One tip I got from one of the writers moved my book project forward in ways I couldn’t have imagined—through the suggestion of a book designer. I’m not just talking cover typography, but an interior designer. Yes, every book has a specific interior look, much as does a home.
There were other joys: the support in prayers and deeds of people who care about us; the gathering of Brian’s aunts and cousins in October; watching our gutted and rebuilt bathroom emerge from a five-month wait after ordering materials.
There’s the service group I joined at church; the projects our life group has worked on this year; the delight of meals shared with friends, and the feeling three times a week of water in a pool at my exercise location.

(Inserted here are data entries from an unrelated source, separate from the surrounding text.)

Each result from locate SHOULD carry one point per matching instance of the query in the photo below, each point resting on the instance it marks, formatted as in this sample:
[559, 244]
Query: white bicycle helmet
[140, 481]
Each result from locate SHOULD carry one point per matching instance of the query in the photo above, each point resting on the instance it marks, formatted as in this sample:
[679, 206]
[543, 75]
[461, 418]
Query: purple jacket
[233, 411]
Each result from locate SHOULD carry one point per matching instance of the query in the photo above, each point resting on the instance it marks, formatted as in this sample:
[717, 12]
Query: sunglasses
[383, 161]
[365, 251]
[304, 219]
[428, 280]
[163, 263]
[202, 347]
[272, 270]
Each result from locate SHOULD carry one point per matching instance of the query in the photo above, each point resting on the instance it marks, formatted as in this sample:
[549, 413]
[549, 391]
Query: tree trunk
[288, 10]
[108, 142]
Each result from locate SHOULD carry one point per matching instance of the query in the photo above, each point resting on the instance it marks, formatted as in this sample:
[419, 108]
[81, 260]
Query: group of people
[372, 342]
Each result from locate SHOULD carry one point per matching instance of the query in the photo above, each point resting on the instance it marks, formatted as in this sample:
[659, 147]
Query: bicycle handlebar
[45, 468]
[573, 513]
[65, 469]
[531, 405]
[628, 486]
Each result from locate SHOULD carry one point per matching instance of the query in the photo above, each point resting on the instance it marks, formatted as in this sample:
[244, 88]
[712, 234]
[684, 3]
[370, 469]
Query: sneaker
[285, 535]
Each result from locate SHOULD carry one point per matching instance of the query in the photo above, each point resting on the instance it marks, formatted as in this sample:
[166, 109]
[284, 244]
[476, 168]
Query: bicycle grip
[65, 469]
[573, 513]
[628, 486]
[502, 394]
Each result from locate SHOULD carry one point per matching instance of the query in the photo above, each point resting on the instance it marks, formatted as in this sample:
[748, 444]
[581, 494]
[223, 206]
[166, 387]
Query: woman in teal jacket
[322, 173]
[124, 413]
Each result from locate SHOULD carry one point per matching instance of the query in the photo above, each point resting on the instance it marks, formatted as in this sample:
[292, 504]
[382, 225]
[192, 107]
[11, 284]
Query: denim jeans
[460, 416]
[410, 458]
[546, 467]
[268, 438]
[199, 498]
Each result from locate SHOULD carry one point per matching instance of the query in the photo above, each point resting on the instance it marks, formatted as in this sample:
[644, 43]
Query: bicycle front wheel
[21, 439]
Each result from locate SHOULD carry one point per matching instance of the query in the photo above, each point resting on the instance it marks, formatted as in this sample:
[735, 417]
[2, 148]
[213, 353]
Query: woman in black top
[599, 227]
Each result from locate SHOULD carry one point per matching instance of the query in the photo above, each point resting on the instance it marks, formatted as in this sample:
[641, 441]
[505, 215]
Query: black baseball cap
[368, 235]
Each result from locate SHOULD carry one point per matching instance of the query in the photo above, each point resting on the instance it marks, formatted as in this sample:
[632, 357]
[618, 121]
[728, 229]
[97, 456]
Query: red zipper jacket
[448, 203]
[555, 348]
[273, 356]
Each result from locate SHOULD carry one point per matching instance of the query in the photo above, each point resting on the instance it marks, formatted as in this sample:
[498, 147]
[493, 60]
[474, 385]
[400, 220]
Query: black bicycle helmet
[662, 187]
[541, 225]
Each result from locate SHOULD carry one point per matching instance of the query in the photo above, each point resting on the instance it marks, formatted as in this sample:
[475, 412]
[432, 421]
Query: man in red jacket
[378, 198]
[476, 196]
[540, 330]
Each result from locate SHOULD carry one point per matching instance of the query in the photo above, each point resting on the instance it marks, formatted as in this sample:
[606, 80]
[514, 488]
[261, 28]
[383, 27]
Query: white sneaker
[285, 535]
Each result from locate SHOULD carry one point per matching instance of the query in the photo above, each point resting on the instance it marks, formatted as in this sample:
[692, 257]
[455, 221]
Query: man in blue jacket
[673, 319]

This newspaper, along with those in New Castle and Shelbyville, allowed me to reimagine a column similar to the one that I wrote in Henry County for three decades—only through this lens of being a little older. Well, a lot older. I started it at age 30 and here I am, somehow 63. (I can't even describe myself as in my early sixties now, can I?)
While I have no idea where the years went, I also affirm that there is life after one’s main career. Good Lord willing and the creek don’t rise, I’ll have more to say this year. Thank you for reading. These days, my writing is done from a comfy recliner with a Boston terrier nestled beside me. Those too, are blessings.
Whatever unfolds for you in 2022, know that even in the hardest of times, blessings will show up.
Just ask the Good Lord to help you see them.